New players are changing the landscape.
A lot has changed since Volkswagen introduced its ambitious plan to revamp its lineup with hybrid and fully electric vehicles. The company hopes to add 75 pure electric models by 2029, many of them riding on the Group’s MEB platform. But there are new players and potential competitors that have altered the landscape. In an interview with Autoblog, Thomas Ulbrich, VW’s board member for electric mobility, lays out what’s next for VW’s EV efforts.
Ulbrich calls out Rivian by name in the interview, saying the company’s efforts to build an all-electric pickup has piqued VW’s interests. “Step by step our investigation and research makes us think it becomes more possible,” he told the publication. The most obvious possibility for an electric VW pickup is the Amarok, which Ulbrich mentions. The Amarok’s future, though, is in the hands of Ford.
Gallery: Volkswagen Amarok Rendering
The two inked out a partnership deal first announced in 2019, and part of that included Ford supplying VW with a truck that’d be the second-generation Amarok. There are no rumors of an all-electric next-gen Ranger; however, a plug-in hybrid is possible, which jives with the Group’s plan of offering 60 hybrids alongside its EVs if the two share powertrains for the vehicle.
Other plans for the platform include cars that’ll slot below the ID.3, currently the smallest MEB-based car. Ulbrich told Autoblog the company has plans to introduce the first of those small cars in 2023 or 2024. This appears to corroborate a rumor from last month that the company will launch a sub-ID.3 model called the ID.1 in 2025 with the concept arriving in 2023.
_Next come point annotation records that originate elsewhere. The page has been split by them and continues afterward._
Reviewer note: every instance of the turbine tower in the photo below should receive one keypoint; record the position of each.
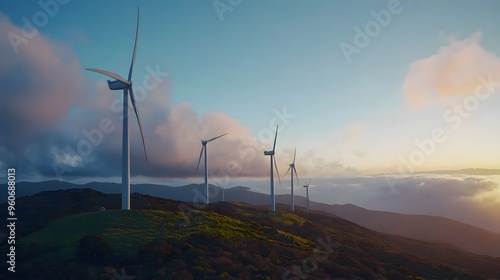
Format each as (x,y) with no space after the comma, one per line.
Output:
(273,160)
(119,83)
(307,195)
(204,149)
(292,168)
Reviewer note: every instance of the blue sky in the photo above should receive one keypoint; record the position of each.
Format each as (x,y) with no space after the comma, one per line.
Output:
(393,106)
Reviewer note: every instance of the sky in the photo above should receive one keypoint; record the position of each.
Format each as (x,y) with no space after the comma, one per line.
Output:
(359,88)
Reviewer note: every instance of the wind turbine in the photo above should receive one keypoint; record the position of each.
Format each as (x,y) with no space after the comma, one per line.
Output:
(273,160)
(119,83)
(204,149)
(292,168)
(307,194)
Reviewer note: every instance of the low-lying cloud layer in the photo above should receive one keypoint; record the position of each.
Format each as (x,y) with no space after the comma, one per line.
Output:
(471,199)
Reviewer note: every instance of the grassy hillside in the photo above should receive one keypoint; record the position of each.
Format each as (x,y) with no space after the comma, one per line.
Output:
(165,239)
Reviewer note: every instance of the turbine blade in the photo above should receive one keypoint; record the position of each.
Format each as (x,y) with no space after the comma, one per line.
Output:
(109,74)
(287,171)
(217,137)
(275,137)
(277,171)
(136,110)
(135,48)
(201,154)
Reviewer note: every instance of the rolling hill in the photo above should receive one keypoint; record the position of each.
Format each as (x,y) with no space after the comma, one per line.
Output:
(62,235)
(422,227)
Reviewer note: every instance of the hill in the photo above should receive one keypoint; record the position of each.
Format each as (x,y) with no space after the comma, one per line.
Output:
(166,239)
(422,227)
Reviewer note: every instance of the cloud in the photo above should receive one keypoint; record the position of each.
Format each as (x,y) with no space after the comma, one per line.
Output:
(470,199)
(454,70)
(40,84)
(55,124)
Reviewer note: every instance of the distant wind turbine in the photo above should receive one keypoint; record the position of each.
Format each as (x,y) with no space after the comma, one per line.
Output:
(126,85)
(292,168)
(273,161)
(307,194)
(204,149)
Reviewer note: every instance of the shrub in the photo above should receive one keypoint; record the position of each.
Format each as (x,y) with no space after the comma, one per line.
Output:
(93,249)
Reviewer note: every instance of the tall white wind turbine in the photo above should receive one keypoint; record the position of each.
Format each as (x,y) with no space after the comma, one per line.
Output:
(204,149)
(293,169)
(119,83)
(307,194)
(273,161)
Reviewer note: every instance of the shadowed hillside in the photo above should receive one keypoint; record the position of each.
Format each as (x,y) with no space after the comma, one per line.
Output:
(63,236)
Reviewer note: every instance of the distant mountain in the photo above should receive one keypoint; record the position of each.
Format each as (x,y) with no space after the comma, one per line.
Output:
(168,239)
(422,227)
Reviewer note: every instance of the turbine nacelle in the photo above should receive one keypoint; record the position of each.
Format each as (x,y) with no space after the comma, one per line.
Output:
(118,85)
(269,153)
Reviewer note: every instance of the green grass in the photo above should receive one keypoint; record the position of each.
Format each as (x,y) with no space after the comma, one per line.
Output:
(128,231)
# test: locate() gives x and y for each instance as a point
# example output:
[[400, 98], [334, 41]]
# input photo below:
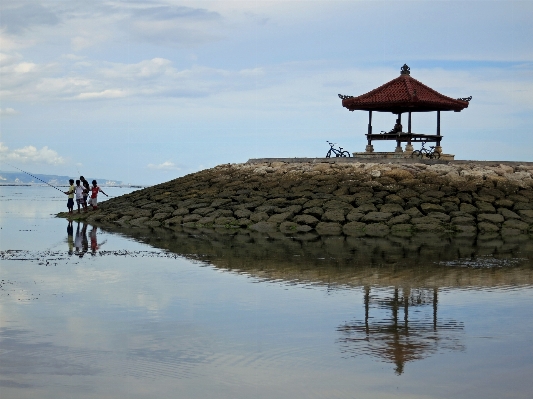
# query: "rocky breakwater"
[[351, 198]]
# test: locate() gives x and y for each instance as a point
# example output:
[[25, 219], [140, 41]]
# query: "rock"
[[258, 216], [376, 217], [464, 230], [485, 227], [430, 227], [288, 227], [206, 220], [180, 212], [395, 209], [402, 227], [242, 213], [463, 221], [522, 206], [314, 203], [429, 207], [161, 216], [281, 217], [400, 219], [449, 206], [223, 220], [377, 230], [175, 221], [315, 211], [269, 209], [440, 216], [354, 229], [526, 216], [334, 215], [507, 214], [425, 220], [334, 204], [407, 193], [394, 199], [328, 228], [413, 212], [365, 208], [465, 198], [138, 221], [354, 216], [515, 224], [485, 207], [191, 218], [504, 203], [219, 202], [467, 208], [490, 217], [306, 219], [264, 227], [303, 228]]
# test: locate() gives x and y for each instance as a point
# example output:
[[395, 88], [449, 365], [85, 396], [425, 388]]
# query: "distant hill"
[[54, 180]]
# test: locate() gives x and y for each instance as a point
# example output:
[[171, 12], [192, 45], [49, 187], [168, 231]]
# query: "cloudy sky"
[[145, 91]]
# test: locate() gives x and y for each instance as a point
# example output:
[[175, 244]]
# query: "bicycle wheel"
[[417, 154]]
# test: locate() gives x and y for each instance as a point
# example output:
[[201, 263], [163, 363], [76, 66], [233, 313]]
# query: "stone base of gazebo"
[[405, 154]]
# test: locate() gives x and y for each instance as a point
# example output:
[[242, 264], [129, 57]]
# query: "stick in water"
[[35, 177]]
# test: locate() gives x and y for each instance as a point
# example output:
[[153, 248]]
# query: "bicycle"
[[338, 153], [425, 153]]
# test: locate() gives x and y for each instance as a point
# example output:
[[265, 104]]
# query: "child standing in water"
[[70, 193], [79, 196], [94, 194], [86, 189]]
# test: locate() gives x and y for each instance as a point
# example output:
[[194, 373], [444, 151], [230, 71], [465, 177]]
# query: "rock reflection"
[[402, 336], [401, 278]]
It’ll allegedly spawn several variants and replace the VW e-Up!. It’s expected to resemble the ID.3 and sit on the same MEB platform, though Ulbrich told Autoblog that it’d be “an adapted version” of the architecture. The platform gives VW vast flexibility, catering to large D-segment vehicles like the ID Vizzion and the upcoming stretched sedan heading to the Chinese market. But flexibility isn’t a blank check for designers and engineers.